In my house the most stupid things happen. I have talked to my brother and he has taken the nessary steps to avoid what happened from happening again but the biggest problem is really is Listening I believe - when a person listens he is active in a conversation not in a monologue with himself. By not listening my father (who knows every thing or as he states) does not realize that he drives the people that love him the most away and by doing that he does not realize that at the end if me, my mom and my brother leave he will be all alone and there is going to be no one to care for him.

 

Ok first before I continue I want to say I am 19 and I will not go to foster care if I call the athorities - Next I was thinking to do that so I can have their heads cool off and for them see what is really outside of this situation. I really do want my parents to be together for the rest of their lives - but if they cannot live together so be it I would support a decition that they make.

 

I only wish that they would stop the pointless arguing braking and act as grown people. I am 19 I have had times where I wanted to hit my father with something because he simply doesnt get it but I have calmed myself down and I kept trying. People with about 40 years experiance should not be behaving in this immature facion.

Posted

Yes, I would try to talk to your mother or sit them BOTH down and talk to them like the man you now are.

 

After that, if things don't change, I'd move out.

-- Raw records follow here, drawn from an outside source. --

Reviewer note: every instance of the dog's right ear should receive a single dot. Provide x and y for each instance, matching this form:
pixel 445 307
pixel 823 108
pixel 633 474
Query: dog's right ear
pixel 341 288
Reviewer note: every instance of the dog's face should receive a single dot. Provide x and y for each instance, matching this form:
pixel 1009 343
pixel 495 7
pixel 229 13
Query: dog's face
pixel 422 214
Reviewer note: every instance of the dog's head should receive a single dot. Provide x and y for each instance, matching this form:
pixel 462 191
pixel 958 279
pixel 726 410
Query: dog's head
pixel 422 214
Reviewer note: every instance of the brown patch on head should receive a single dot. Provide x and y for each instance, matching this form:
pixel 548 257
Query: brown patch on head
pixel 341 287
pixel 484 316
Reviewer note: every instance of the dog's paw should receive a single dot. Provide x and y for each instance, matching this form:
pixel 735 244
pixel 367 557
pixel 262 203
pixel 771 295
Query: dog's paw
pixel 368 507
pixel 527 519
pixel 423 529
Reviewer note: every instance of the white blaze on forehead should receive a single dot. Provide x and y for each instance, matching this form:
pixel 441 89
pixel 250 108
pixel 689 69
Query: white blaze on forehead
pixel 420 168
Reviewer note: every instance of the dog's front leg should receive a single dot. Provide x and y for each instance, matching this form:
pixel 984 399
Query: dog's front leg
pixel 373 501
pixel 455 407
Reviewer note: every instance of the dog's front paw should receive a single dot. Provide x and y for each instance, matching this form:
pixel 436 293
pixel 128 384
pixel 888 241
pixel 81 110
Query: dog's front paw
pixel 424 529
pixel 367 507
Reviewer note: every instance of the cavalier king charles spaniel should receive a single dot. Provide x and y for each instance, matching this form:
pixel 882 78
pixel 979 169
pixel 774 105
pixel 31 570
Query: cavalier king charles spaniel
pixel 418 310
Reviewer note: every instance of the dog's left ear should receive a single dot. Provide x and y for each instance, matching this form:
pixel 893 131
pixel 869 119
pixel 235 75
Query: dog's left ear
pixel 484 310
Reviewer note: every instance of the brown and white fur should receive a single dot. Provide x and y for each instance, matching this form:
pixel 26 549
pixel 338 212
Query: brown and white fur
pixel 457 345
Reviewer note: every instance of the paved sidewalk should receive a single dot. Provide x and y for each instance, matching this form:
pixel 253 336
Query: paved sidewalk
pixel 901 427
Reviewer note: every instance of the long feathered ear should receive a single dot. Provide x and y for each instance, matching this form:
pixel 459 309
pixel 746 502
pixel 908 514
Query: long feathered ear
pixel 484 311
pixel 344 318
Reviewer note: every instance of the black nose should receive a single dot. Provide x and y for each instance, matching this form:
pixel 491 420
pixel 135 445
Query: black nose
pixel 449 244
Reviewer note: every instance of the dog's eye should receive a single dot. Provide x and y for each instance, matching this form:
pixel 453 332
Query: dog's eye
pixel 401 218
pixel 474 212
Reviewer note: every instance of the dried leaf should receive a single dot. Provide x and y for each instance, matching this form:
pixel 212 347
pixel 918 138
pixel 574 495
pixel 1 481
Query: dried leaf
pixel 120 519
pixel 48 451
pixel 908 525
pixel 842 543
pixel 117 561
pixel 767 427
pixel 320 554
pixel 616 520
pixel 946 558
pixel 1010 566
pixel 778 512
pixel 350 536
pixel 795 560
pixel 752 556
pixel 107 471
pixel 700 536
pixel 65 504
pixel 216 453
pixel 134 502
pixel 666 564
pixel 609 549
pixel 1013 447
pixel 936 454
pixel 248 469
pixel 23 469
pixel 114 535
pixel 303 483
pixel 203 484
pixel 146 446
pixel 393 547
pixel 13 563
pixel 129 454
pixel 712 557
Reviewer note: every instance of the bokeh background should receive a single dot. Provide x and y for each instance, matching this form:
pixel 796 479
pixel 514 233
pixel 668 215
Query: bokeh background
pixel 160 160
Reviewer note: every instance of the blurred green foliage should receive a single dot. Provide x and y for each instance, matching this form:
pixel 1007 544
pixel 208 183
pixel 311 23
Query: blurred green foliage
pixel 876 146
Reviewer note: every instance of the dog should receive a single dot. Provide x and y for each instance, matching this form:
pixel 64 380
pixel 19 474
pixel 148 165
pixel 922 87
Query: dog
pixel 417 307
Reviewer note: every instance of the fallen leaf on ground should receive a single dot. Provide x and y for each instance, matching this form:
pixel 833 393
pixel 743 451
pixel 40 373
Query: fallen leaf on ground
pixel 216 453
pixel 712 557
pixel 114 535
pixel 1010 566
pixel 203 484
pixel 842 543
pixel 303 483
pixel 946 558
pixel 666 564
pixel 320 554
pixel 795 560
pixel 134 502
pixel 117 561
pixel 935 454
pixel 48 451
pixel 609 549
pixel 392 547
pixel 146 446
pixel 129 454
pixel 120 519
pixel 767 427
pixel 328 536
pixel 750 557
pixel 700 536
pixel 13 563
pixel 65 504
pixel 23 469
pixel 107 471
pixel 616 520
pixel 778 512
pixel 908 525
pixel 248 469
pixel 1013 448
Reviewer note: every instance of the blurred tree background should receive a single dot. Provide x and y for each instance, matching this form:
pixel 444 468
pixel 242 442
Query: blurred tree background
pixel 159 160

You're an adult now. Their problems are theirs to sort out. You're no longer a minor. Start a life of your own and love them each as much as you can. I think that will be easier to do if you're not around the daily drama.

 

I wish you the best in this.

  • Author
Posted

See I have thought of that a lot Touche - there is a big problem with my moving out - first I am in college - huge payements for me to go study - I have couple of loans on top of my back that I have to worrie about second I only have a part time job which will definatelly not get me through and pay for apartment to live in.

 

I have made plans to move out soon I am working on a better job and also looking for apartments - but I am afraid for my mom - My dad gets very violent when he is mad - he has hit things broken things but has not taken a swing at my mom but I believe he will do it. If I am there he will not because he knows I will stop him - I am taller and stronger than my father - I will not fight with him physically I am just going to not let him hit my mom when I am there. But when I leave there is nothing to stop him. So I really have thought about it but not at that point yet.